Lecture by Manray Hsu, Independent curator and art critic based in Taipei.
https://vimeo.com/200538095
The contemporary art biennial is a global phenomenon. As part of cultural apparatus of modernity, the art biennial, like international expos, tends to be future-oriented, often with an optimistic, or even utopian tone. Just as modern utopian promises have been constantly broken, biennials (again, like expos) rarely if not never live up to what they propose to show on the exhibition level, let alone the social changes promised. Hence the so-called “biennial bashing,” prevalent in art circles around the world. Nowadays, you are not an art professional if you don’t know how to slam biennials. You need to know the skills, metaphors and rhetorics of assaulting biennials, even if you may only have visited one or two biennials, in Venice or Kassel plus the one in your own home town.
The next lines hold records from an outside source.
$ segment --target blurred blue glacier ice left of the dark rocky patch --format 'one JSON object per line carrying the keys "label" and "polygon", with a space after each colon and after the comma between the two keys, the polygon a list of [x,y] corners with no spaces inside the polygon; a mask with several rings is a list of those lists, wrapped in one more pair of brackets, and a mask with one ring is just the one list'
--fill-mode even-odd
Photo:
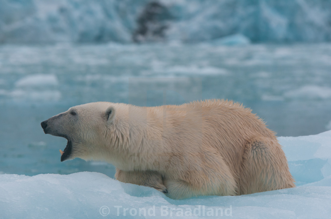
{"label": "blurred blue glacier ice left of the dark rocky patch", "polygon": [[130,42],[147,0],[1,0],[0,42]]}

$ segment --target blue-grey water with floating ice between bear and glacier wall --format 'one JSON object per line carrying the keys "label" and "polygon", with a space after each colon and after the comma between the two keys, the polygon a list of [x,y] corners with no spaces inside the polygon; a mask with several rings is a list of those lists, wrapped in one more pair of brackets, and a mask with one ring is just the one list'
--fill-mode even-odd
{"label": "blue-grey water with floating ice between bear and glacier wall", "polygon": [[88,102],[211,98],[242,102],[278,136],[331,129],[331,44],[1,46],[0,172],[113,176],[112,165],[60,162],[67,141],[40,122]]}

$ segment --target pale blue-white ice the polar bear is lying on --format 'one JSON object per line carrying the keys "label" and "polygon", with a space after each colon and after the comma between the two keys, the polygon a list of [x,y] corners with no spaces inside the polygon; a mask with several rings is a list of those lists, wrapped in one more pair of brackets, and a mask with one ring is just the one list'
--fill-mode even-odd
{"label": "pale blue-white ice the polar bear is lying on", "polygon": [[98,172],[0,174],[0,218],[329,218],[331,131],[278,140],[296,188],[172,200]]}

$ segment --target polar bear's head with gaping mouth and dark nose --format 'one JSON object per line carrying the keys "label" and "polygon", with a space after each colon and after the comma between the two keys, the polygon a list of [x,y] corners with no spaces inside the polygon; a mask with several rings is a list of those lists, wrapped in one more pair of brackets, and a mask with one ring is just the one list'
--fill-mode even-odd
{"label": "polar bear's head with gaping mouth and dark nose", "polygon": [[61,161],[73,158],[94,159],[109,141],[116,118],[116,104],[109,102],[88,103],[71,107],[43,122],[45,134],[59,136],[68,140],[61,152]]}

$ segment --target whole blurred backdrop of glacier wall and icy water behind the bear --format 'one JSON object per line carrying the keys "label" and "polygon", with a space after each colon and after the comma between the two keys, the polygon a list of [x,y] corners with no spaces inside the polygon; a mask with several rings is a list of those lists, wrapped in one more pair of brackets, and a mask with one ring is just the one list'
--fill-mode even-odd
{"label": "whole blurred backdrop of glacier wall and icy water behind the bear", "polygon": [[0,0],[0,173],[60,162],[40,122],[96,101],[242,102],[278,136],[331,129],[329,0]]}

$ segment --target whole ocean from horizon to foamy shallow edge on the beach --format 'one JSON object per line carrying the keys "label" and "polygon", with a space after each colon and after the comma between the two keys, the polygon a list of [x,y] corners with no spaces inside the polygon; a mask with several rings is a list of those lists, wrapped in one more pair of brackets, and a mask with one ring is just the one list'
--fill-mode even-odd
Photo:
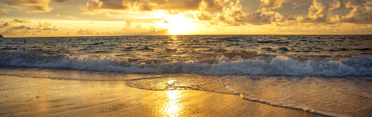
{"label": "whole ocean from horizon to foamy shallow edge on the beach", "polygon": [[322,116],[367,117],[372,35],[1,38],[0,75],[118,80],[139,89],[201,90]]}

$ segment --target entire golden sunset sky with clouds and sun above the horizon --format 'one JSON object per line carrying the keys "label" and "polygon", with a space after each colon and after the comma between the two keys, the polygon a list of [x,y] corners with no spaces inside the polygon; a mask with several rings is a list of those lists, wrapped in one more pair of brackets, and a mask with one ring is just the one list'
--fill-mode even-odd
{"label": "entire golden sunset sky with clouds and sun above the horizon", "polygon": [[0,35],[372,34],[372,0],[0,0]]}

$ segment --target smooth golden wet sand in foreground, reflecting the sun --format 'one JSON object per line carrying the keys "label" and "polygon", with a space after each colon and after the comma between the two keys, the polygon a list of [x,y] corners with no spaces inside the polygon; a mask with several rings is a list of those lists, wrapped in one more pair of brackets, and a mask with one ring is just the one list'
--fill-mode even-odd
{"label": "smooth golden wet sand in foreground, reflecting the sun", "polygon": [[315,117],[311,113],[198,90],[152,91],[125,81],[0,75],[1,117]]}

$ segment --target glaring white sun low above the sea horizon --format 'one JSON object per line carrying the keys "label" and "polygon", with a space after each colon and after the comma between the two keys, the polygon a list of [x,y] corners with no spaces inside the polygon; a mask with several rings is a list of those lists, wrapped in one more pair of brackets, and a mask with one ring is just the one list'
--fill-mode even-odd
{"label": "glaring white sun low above the sea horizon", "polygon": [[188,18],[183,14],[158,14],[163,20],[158,21],[157,24],[163,28],[168,29],[169,35],[191,35],[198,33],[198,25],[192,18]]}

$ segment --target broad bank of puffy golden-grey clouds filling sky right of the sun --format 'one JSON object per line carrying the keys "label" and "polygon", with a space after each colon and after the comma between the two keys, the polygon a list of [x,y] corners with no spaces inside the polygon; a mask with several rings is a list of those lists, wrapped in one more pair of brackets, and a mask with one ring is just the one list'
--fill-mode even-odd
{"label": "broad bank of puffy golden-grey clouds filling sky right of the sun", "polygon": [[[306,0],[261,0],[261,9],[255,13],[248,14],[243,12],[239,1],[234,5],[225,7],[223,16],[219,16],[219,20],[230,25],[289,25],[291,23],[306,22],[306,23],[372,23],[372,0],[313,0],[308,8],[307,17],[301,16],[282,17],[280,13],[273,12],[271,9],[282,7],[282,3],[287,1],[306,1]],[[332,11],[339,8],[344,3],[345,7],[350,10],[346,16],[334,14]],[[265,9],[266,8],[266,9]],[[270,8],[270,9],[269,9]],[[294,11],[291,14],[301,14],[299,11]]]}

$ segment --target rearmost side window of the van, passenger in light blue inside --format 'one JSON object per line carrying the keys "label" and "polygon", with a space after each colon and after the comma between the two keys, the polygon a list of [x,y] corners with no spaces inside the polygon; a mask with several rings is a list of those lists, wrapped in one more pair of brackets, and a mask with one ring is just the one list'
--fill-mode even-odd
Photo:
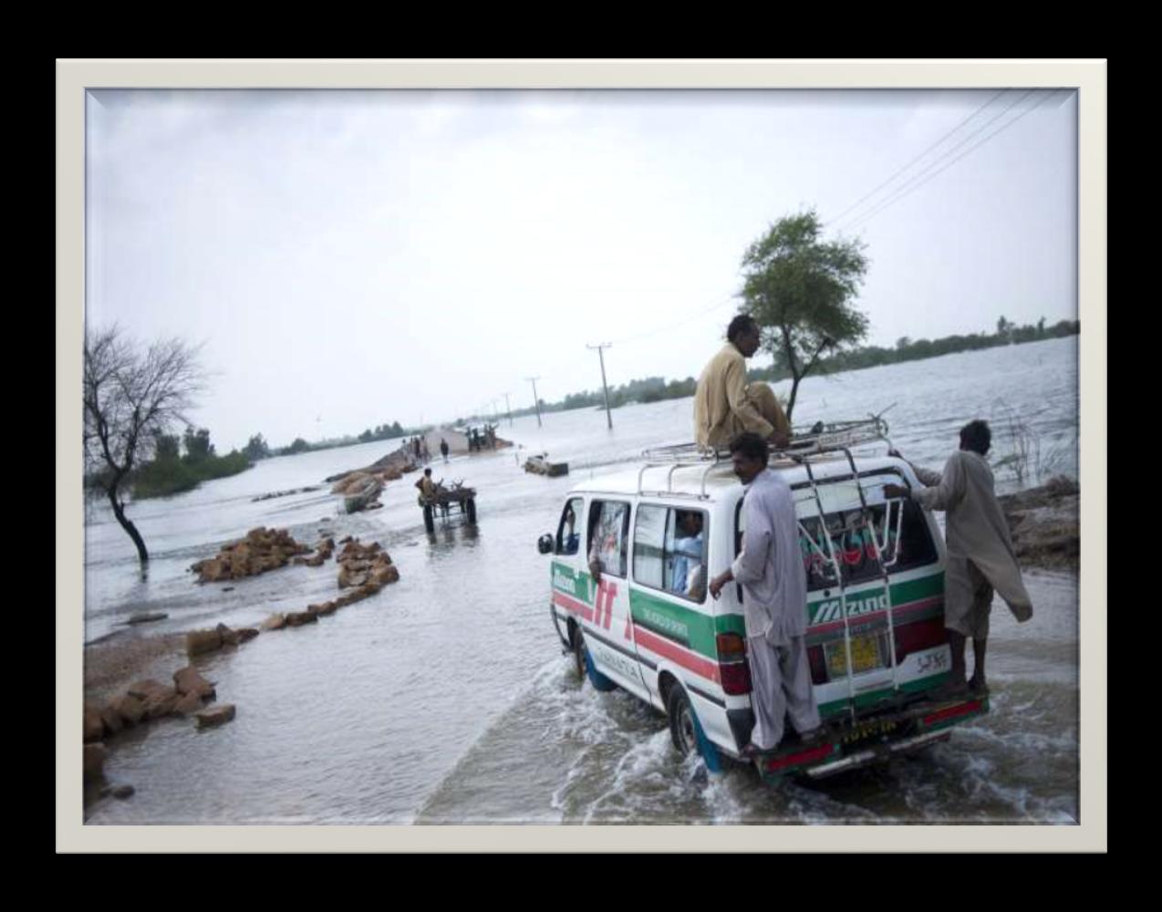
{"label": "rearmost side window of the van, passenger in light blue inside", "polygon": [[705,601],[706,540],[702,510],[643,504],[633,526],[634,582]]}

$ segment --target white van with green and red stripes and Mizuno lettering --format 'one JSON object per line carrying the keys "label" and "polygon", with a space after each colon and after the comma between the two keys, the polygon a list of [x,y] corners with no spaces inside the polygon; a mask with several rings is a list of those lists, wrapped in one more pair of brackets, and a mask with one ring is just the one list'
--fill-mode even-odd
{"label": "white van with green and red stripes and Mizuno lettering", "polygon": [[[911,468],[825,437],[794,446],[769,467],[795,497],[826,737],[803,745],[788,725],[780,748],[755,761],[766,778],[818,778],[916,751],[988,711],[987,696],[926,697],[952,667],[944,541],[931,515],[883,496],[888,482],[919,484]],[[739,757],[754,723],[741,590],[730,584],[717,601],[706,593],[738,554],[743,493],[725,454],[650,451],[632,471],[576,484],[555,534],[539,543],[552,554],[553,625],[578,673],[666,712],[675,747],[697,749],[712,771],[723,755]]]}

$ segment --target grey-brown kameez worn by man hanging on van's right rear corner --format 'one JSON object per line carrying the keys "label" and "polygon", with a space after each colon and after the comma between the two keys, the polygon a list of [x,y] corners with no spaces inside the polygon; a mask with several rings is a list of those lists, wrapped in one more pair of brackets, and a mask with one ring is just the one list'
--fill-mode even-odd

However, biennials are typically very different from each other. On top of their heterogeneity, each edition of one biennial can be as distinct as other editions. Without a broad research on biennials around the globe, it is intellectually irresponsible to criticize them as a big lump of same-same events.
My talk focuses on the Taipei Biennial from its first manisfestation in 1996 to the current, 2016 edition. I will discuss in outline each edition’s professed agenda, its relevance to time, to local and broader contexts, as well as its formal characteristics as an exhibition. Comparisons with other biennials are necessary, even though I will not list all the some forty biennials I have visited over the last years.